However, with the UUP's North Down Assembly Member, Mr Peter Weir, firmly in the anti-agreement camp, the 58 designated unionists at Stormont are split 29/29 for and against the Agreement. That would leave Mr Trimble one short of the absolute majority he and a new deputy first minister would require in a second election.

A second election would have to take place following any agreement to reconvene the Assembly to trigger the d'Hondt procedure for the appointment of ministers. In those circumstances, a decision by one of the two members of the Women's Coalition to re-designate herself a unionist might be enough to carry the day.

However, well-placed sources anticipate that should Mr Trimble agree to form the executive in what might prove controversial circumstances - specifically, circumstances involving some departure from his declared position on decommissioning - he could face defections.

Should that happen, the Alliance Party members (six, including Presiding Officer Lord Alderdice) could find themselves with a critical role in determining the fate of the Belfast Agreement.
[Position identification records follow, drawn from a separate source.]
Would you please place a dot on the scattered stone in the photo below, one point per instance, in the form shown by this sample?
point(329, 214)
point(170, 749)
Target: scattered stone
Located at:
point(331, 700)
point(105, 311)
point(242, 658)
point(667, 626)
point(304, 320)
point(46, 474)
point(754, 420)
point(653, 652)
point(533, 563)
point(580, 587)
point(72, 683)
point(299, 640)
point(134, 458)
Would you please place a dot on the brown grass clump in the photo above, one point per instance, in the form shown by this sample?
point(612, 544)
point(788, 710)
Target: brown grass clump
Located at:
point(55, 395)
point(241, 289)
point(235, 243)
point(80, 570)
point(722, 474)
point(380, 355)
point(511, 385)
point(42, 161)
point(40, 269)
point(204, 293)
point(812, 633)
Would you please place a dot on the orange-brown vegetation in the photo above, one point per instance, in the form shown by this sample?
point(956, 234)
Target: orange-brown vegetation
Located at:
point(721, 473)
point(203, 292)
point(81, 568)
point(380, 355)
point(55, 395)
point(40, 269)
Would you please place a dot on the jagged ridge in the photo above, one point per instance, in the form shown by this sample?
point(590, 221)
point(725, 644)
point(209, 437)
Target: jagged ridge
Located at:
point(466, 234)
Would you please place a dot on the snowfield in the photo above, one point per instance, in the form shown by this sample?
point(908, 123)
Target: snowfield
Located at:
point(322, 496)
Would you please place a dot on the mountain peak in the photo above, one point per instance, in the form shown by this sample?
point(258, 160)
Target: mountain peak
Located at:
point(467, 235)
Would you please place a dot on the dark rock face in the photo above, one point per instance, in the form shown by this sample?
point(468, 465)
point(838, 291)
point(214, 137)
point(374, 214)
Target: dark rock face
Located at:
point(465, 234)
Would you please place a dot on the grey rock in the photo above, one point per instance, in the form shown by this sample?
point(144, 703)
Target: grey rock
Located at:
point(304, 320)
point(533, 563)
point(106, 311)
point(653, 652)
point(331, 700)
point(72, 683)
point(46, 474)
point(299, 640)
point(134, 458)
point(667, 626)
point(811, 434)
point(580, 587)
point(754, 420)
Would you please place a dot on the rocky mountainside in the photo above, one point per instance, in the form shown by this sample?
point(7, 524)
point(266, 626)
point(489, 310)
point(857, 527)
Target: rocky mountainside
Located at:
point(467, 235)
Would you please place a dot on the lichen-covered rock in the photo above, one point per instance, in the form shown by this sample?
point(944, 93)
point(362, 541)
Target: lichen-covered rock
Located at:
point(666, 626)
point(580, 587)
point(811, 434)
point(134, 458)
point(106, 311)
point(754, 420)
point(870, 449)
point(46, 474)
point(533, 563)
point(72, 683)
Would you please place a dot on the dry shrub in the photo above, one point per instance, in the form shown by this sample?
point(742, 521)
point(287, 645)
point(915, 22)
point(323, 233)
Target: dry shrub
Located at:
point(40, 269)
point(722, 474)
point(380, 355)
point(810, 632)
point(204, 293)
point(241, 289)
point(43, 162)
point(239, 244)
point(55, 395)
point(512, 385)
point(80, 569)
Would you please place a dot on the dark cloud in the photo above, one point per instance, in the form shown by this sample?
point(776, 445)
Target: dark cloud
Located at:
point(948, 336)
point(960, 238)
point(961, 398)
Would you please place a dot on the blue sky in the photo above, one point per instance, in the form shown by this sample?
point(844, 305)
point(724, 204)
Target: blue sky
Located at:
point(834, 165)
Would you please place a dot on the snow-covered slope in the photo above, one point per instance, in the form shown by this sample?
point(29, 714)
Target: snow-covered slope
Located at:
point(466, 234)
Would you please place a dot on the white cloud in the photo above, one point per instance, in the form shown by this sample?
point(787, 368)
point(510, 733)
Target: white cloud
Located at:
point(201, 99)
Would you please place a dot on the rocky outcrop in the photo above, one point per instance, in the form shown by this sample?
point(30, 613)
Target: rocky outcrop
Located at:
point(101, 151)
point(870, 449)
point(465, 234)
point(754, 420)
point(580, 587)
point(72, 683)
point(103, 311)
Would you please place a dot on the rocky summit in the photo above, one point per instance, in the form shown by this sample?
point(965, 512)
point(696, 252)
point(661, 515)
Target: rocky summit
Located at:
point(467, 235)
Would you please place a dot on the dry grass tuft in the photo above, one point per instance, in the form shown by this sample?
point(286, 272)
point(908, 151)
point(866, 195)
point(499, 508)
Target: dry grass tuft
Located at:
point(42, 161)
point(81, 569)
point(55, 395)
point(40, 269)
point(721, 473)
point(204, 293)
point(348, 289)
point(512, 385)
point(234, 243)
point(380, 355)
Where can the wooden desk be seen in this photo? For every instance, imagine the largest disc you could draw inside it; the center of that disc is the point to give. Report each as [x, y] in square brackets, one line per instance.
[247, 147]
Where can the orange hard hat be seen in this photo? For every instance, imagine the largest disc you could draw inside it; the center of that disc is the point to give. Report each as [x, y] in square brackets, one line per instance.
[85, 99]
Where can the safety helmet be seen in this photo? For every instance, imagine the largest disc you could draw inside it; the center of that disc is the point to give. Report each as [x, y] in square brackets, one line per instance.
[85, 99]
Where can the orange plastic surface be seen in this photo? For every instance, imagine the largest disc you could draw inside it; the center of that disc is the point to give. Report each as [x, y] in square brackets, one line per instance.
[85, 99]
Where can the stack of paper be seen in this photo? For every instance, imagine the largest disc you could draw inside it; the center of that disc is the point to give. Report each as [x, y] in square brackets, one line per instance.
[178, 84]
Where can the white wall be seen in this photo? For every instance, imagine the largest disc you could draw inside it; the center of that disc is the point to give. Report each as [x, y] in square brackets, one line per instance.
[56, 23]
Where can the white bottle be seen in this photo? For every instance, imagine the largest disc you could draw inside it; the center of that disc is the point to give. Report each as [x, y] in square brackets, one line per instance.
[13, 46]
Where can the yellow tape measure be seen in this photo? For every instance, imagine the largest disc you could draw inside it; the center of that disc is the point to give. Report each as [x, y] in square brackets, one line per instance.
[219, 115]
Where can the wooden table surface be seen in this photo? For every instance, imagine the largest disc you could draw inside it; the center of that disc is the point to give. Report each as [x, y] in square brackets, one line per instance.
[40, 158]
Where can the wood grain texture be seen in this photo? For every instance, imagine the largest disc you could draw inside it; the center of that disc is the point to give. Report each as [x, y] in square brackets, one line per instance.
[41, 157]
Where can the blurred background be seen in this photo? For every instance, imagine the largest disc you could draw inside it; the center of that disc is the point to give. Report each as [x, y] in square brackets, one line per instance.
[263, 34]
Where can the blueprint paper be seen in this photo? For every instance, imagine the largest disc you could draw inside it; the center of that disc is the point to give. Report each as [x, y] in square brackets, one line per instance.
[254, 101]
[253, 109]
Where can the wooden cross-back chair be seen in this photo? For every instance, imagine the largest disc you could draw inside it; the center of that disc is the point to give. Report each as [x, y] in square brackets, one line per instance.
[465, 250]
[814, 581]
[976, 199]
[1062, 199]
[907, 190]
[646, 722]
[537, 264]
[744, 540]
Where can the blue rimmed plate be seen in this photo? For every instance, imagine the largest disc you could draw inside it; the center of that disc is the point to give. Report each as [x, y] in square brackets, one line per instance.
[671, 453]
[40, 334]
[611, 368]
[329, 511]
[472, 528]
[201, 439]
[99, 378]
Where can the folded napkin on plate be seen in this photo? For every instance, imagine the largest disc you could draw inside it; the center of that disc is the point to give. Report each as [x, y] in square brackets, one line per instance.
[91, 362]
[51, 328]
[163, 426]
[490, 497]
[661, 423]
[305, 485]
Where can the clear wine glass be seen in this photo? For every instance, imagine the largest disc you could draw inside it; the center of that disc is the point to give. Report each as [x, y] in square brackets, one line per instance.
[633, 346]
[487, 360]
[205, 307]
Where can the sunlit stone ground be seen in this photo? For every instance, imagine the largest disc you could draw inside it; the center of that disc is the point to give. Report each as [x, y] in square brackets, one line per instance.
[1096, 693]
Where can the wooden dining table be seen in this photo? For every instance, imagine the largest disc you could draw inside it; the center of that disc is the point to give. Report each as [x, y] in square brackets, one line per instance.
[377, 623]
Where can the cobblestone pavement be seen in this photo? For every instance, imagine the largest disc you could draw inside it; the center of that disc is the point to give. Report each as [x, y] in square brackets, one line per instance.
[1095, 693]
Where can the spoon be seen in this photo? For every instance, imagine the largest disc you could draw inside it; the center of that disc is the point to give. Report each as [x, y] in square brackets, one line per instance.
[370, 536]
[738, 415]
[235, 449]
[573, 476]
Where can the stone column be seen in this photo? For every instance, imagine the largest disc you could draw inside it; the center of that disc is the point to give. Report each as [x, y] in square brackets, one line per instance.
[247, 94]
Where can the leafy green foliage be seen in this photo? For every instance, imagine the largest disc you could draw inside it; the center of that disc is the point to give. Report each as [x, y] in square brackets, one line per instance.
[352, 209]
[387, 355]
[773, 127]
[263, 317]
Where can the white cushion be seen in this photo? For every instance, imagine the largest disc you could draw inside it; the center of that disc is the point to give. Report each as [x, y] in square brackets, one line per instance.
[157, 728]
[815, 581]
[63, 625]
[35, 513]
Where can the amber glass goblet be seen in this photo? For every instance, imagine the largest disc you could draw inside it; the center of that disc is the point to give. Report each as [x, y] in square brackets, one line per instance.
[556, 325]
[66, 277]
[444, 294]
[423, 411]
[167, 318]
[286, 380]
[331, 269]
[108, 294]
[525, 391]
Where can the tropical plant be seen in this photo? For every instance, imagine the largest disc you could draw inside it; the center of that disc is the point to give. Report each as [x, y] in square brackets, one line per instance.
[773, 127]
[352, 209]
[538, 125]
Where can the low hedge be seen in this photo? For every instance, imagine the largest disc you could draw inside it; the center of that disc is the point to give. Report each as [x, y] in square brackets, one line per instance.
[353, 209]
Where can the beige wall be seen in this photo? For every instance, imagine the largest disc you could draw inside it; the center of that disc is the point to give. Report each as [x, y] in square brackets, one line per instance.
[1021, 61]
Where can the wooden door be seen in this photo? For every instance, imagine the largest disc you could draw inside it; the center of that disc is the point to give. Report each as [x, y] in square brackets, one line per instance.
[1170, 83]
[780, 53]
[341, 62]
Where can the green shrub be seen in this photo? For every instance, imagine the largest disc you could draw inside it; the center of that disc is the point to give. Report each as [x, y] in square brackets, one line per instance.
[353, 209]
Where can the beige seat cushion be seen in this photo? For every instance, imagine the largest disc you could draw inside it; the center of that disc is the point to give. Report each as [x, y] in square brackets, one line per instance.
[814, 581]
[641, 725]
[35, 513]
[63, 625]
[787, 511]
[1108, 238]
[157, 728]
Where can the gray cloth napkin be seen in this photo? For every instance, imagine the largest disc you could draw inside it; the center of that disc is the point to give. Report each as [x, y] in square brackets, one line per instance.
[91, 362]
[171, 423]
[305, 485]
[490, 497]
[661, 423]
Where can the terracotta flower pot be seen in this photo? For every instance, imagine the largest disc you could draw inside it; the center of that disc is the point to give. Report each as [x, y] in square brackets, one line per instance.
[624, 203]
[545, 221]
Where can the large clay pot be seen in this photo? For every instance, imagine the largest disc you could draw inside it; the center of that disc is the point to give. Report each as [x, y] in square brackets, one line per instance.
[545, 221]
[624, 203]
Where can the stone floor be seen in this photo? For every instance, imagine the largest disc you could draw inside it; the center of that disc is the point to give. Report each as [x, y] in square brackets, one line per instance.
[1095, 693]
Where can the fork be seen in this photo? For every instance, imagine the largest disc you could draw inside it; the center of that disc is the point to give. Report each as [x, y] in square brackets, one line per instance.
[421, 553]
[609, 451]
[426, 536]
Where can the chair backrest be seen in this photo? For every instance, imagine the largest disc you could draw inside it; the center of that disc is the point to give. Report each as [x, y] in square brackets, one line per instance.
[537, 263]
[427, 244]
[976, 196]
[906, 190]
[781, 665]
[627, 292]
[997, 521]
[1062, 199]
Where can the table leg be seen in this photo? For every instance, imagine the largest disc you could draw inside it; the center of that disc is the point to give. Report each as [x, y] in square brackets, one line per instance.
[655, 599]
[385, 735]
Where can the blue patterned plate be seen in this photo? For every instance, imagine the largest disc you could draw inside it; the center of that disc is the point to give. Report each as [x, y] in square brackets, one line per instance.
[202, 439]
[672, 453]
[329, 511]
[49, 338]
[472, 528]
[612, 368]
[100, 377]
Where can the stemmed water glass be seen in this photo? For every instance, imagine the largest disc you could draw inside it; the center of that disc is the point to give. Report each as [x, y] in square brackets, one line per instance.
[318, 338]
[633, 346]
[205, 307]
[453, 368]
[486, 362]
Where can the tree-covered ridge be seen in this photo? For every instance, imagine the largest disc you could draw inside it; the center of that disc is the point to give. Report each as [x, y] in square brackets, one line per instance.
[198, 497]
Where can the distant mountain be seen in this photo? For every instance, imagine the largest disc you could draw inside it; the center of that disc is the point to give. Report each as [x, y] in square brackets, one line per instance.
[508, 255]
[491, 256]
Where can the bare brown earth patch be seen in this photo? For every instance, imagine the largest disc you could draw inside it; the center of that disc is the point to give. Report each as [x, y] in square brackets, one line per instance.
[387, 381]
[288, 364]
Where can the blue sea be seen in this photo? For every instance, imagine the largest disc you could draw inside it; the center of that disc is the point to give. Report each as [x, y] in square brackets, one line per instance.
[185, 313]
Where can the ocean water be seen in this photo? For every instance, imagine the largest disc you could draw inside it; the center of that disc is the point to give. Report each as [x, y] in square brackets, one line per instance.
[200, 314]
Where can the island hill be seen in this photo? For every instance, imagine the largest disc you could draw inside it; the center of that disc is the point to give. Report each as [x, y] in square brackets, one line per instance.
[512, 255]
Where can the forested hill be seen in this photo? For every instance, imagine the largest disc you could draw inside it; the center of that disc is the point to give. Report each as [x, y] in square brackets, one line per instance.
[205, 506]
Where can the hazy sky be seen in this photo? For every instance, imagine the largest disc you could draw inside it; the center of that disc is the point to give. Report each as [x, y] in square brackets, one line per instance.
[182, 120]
Both governments have been aware of this potential problem since the moment of Mr Mallon's resignation. At the time - courtesy of some apparent ambiguity in the Assembly's Standing Orders - a question was raised about the legal standing of the resignation, and the requirement for a second election, in the pre-devolution period.

The Northern Ireland Office, however, had no doubt about the issue, and moved promptly to stop Mr Mallon's ministerial salary. Moreover, sources close to the deputy SDLP leader have made it clear that, if he returns to the post, "it will be by the front door, not the back."